Switzer was a 20-year-old student at Syracuse when she entered the men-only Boston Marathon in 1967, using her initials on the registration form. Although Bobbi Gibb was also in the race for the second straight year, one of the unofficial runners known as bandits, race director Jock Semple fumed at the sight of Switzer in an official bib and tried to pull her off the course.

Pictures of that splashed across newspaper front pages, and Switzer somewhat inadvertently became a symbol of the women's movement.

"It was the worst thing in my life at the time. It became the best thing in my life," she said Tuesday. "He inspired me to completely not only change my life, but to change millions of women's lives."

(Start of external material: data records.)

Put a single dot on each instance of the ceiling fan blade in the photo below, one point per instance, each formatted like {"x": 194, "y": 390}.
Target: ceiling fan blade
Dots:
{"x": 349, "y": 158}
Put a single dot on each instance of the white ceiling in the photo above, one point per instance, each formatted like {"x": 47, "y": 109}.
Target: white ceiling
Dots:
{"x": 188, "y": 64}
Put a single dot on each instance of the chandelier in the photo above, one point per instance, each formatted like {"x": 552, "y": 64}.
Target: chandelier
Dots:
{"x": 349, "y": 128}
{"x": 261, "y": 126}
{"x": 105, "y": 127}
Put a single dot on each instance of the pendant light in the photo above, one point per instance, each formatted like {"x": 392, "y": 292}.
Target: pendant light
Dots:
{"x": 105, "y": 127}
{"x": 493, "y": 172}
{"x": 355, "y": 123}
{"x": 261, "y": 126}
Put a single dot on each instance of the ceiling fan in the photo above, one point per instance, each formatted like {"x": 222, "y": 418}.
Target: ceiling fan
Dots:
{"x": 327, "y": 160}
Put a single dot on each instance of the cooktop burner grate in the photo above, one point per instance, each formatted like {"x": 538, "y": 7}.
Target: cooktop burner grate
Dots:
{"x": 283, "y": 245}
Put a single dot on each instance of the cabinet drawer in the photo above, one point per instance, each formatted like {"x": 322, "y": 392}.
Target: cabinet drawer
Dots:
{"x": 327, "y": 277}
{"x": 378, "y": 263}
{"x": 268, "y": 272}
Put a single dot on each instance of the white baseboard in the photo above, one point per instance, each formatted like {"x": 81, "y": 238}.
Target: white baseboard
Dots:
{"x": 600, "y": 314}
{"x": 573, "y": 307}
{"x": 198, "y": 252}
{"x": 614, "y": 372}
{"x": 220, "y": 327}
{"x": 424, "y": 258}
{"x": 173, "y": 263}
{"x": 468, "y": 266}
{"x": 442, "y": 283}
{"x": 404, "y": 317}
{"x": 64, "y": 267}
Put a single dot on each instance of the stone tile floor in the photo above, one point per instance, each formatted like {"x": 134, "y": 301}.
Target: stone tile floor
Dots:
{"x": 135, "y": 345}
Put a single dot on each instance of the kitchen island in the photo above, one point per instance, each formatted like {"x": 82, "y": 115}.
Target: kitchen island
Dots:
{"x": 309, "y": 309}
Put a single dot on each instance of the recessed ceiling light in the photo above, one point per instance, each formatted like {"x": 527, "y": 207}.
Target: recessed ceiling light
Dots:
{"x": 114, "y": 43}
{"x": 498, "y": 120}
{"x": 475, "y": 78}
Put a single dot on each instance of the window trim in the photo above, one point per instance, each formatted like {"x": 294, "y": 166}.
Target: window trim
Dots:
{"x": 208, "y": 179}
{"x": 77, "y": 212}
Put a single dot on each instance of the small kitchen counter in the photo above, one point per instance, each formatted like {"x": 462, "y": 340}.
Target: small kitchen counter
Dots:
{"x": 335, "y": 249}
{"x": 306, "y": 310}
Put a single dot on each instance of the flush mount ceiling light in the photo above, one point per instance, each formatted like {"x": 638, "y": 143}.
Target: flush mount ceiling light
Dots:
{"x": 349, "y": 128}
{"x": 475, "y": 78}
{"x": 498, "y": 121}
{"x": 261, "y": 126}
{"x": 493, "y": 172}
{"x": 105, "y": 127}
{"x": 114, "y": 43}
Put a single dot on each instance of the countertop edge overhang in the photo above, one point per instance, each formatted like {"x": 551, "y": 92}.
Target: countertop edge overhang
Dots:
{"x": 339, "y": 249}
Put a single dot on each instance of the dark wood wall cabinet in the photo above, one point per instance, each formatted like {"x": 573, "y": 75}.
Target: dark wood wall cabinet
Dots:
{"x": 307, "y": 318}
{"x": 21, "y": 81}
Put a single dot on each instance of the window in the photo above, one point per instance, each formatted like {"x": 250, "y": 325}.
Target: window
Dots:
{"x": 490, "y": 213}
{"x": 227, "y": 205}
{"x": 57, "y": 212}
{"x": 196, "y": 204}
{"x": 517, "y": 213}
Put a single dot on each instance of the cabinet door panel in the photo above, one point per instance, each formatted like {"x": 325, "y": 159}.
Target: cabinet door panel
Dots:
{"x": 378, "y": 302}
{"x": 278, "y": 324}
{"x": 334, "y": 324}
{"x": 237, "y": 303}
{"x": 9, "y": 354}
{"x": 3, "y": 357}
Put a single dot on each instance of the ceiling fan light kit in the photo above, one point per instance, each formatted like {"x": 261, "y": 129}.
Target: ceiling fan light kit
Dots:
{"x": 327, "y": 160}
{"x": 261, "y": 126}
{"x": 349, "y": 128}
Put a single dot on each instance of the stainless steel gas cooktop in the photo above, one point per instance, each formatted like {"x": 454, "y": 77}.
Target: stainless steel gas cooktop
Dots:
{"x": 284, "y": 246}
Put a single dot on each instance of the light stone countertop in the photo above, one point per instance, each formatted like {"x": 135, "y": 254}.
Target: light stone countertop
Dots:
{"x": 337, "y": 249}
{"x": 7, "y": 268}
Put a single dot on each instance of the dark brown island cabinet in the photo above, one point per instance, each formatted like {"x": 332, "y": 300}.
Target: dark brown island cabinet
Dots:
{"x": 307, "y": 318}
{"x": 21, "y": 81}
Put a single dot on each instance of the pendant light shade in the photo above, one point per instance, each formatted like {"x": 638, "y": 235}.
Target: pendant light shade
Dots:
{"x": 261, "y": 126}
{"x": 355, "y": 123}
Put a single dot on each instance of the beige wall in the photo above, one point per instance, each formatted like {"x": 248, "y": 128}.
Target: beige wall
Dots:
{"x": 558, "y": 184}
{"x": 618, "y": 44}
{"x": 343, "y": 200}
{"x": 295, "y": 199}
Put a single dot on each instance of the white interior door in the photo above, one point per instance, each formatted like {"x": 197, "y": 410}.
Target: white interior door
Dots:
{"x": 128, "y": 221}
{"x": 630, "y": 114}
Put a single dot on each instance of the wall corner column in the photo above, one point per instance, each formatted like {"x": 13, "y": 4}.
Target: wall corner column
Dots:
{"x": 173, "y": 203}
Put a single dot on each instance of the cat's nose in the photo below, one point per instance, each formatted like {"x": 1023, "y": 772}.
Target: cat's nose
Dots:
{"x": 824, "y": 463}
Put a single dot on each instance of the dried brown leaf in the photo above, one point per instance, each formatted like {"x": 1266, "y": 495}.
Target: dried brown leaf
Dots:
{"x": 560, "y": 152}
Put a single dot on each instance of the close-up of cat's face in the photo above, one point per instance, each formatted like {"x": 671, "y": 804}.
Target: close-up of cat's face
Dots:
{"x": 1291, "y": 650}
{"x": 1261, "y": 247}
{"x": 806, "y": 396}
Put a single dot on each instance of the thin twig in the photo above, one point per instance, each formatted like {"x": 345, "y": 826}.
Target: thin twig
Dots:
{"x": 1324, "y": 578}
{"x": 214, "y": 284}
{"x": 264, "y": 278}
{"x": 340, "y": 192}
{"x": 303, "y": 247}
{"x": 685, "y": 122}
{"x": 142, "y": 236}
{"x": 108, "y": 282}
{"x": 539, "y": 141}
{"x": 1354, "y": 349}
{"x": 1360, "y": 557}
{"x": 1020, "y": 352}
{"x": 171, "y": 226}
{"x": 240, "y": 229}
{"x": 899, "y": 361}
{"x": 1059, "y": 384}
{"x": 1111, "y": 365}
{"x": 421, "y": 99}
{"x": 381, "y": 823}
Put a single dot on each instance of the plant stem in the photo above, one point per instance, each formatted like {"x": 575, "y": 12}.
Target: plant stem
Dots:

Switzer began organizing women's road races that helped persuade the Olympics to add a women's marathon in 1984. In 2011, she was inducted into the National Women's Hall of Fame in Seneca Falls, New York, where they quote Laurel Thatcher Ulrich: "Well-behaved women seldom make history."

"It was a very good thing she wasn't well-behaved on that morning," said Joann Flaminio, the first female president in the 125-year history of the B.A.A.

Switzer found herself about to be thrown out of the normally all-male Boston Marathon when a husky companion, Thomas Miller, threw a block that tossed a race official out of the running instead.

Switzer won the New York Marathon in 1974 and continued to run Boston until 1976 before providing TV commentary for the next 37 years. But this year, at the age of 70, she ran it again, finishing in 4 hours, 44 minutes, 31 seconds — only about 25 minutes slower than when she was 20.

"Fifty years before, it was so freezing," she said. "This time it was wall-to-wall cheering, and people not just congratulating me, but thanking me. It was extremely validating. It was a joyous experience. I was not only pushed by that tailwind, but also buoyed by the crowd."

Geoffrey Kirui won the 121st edition of the men's race on Monday, and Edna Kiplagat won the women's division to complete the first Kenyan sweep in five years. The Americans had their best results since the race went pro in 1986, placing two women in the top four and six men in the top 10, including runner-up Galen Rupp.

In all, 26,411 people finished the race on Monday — 97 percent of those who started — including 11,973 women. There were a total of 2,596 medical "encounters" on the hotter-than-ideal day; 168 of them were transported to hospitals; 15 to 18 stayed overnight and all are doing fine, according to medical director Chris Troyanos.

"I'm not sure how it can get any better than how everything went yesterday," race director Dave McGillivray said Tuesday at the annual day-after briefing. "I'm my own worst critic, but my critique document is still blank."